Sowohl Merkels Union als auch ihr Wunsch-Koalitionspartner FDP stellen sich vor, dass ein Teil der von der Energieindustrie durch längere Laufzeiten der Atomkraftwerke erzielten Gewinne an den Staat abgegeben werden muss, um alternative Energie zu fördern. Die baden-württembergische Umweltministerin Tanja Gönner (CDU), die als mögliche Umweltministerin der neuen Bundesregierung gehandelt wird, erwartet diesbezüglich "intensive Diskussionen" mit den Kraftwerksbetreibern.

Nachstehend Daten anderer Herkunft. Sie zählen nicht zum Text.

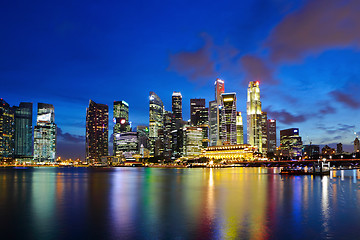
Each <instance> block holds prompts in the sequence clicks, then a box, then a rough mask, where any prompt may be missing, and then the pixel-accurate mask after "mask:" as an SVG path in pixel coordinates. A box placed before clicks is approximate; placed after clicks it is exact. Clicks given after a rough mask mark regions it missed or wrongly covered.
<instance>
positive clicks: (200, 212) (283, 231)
mask: <svg viewBox="0 0 360 240" xmlns="http://www.w3.org/2000/svg"><path fill="white" fill-rule="evenodd" d="M278 172H279V169H277V168H226V169H154V168H114V169H87V168H79V169H76V168H69V169H61V168H34V169H26V170H20V169H16V170H15V169H0V239H359V238H360V204H359V203H360V189H359V187H360V172H359V171H358V170H347V171H336V172H335V171H334V172H333V173H332V174H331V175H330V177H329V176H325V177H313V176H291V177H284V176H280V175H279V174H278Z"/></svg>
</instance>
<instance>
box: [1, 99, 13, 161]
mask: <svg viewBox="0 0 360 240" xmlns="http://www.w3.org/2000/svg"><path fill="white" fill-rule="evenodd" d="M13 156H14V113H13V111H12V109H11V107H10V105H9V104H8V103H7V102H5V100H3V99H2V98H1V99H0V161H11V160H12V159H13Z"/></svg>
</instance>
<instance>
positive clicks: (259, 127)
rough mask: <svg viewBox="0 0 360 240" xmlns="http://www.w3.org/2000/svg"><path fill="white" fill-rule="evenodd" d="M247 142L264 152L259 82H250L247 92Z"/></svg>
mask: <svg viewBox="0 0 360 240" xmlns="http://www.w3.org/2000/svg"><path fill="white" fill-rule="evenodd" d="M246 112H247V142H248V144H250V145H252V146H257V147H258V150H259V152H262V129H261V119H262V117H261V101H260V87H259V82H258V81H256V82H250V83H249V86H248V92H247V104H246Z"/></svg>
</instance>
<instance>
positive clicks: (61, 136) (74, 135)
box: [57, 127, 85, 143]
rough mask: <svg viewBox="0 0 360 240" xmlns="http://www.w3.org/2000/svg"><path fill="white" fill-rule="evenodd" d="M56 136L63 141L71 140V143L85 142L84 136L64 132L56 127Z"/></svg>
mask: <svg viewBox="0 0 360 240" xmlns="http://www.w3.org/2000/svg"><path fill="white" fill-rule="evenodd" d="M57 137H58V140H61V141H64V142H72V143H83V142H85V136H80V135H74V134H70V133H64V132H63V131H62V130H61V128H59V127H58V128H57Z"/></svg>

RWE-Chef Großmann sprach dagegen bereits davon, dass die Kraftwerksbetreiber bereit seien, einen Teil der zusätzlichen Gewinne zur Förderung erneuerbarer Energien abzugeben. Er nannte einen "dicken zweistelligen Prozentsatz" als Größenordnung - "50, 45, 55 Prozent." Eine solche Regelung setzte jedoch eine "ganzheitliche Betrachtung" der Energiepolitik voraus. Großmann sagte, er wolle darüber demnächst gern mit der Bundeskanzlerin sprechen.
Großmann verwies auf den seiner Darstellung nach klimafreundlichen Aspekt der Kernenergie: Kernkraftwerke trügen im Jahr zur Vermeidung von 150 Millionen Tonnen Kohlendioxid bei, die bei der Produktion durch andere Kraftwerke jährlich entstünden. Die CDU-Politikerin Gönner betonte angesichts dessen, dass es auch bei längeren Laufzeiten keine laxeren Klimaschutzvorgaben für die Kraftwerksbetreiber gebe werden. Eine Verlängerung dürfe nicht dazu führen, dass es in einem anderen Bereich zu einem Mehrausstoß an Kohlendioxid komme.